The pipeline I am planning is :
- Run spark job
- Create raw reflection with partition column same as that of the table using REST APIs if reflection not exists.
API used to create - Reflection | Dremio Documentation
API used to check reflection exists - Reflection | Dremio Documentation - Refresh reflection using below endpoints by setting type as incremental & refresh field as event_time.
Change settings to incremental - Table | Dremio Documentation
Trigger refresh - Table | Dremio Documentation
The approach above works fine for normal runs ( When new values for event_time comes in data ). However I came to know that incremental refresh in step #3 above is not working in case of rerunning the pipeline since we overwrite data for a certain value of event_time which already exists in the table. I think it is due to the limitation mentioned in this link.
Only option to make both the scenarios work for me is full refresh which I don’t want as it needs more resource and time and also refresh time increases day by day.

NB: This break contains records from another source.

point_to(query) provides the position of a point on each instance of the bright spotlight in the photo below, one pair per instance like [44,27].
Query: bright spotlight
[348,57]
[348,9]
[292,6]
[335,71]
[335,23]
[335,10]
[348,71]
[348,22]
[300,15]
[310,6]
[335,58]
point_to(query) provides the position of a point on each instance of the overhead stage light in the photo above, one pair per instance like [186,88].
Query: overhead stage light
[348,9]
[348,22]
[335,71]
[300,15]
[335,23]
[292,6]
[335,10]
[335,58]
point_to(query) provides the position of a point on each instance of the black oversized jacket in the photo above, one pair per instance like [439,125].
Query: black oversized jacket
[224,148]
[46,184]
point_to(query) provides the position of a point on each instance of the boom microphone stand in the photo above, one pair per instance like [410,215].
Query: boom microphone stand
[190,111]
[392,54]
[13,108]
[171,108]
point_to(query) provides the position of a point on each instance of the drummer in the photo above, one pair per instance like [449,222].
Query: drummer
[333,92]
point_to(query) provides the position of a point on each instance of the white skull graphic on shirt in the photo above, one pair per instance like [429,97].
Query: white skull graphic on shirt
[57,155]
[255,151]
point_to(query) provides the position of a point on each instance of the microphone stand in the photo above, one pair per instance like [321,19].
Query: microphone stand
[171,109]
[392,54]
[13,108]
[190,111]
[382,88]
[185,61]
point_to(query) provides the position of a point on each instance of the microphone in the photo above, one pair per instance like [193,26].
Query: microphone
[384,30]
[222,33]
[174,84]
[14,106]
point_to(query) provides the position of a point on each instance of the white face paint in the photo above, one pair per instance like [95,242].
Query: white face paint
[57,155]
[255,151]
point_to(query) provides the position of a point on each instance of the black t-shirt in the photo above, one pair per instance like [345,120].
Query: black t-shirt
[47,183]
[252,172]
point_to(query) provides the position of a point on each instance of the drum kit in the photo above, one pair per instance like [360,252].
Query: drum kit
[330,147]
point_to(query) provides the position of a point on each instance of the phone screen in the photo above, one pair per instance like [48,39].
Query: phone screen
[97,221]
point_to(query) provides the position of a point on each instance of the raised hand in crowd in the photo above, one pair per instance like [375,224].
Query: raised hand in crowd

I tried the below flow without any luck.
- Delete the existing value from table for the event_time it is going to run
- Create reflection if not exists
- Refresh the reflection with incremental & incremental field event_time
- Execute the spark job
- Execute #3
I think the specific feature I am asking for is already available in 24.2 version which is not released for dremio-oss yet. Is there a workaround which I can do to avoid full refresh in my pipeline until the feature is available in dremio-oss?
I checked the dremio-oss code base in this class already thinking I can put some hacks via code but was unable to understand the logic which causes this behavior. Here it is comparing the schema hash of data set and reflection data set.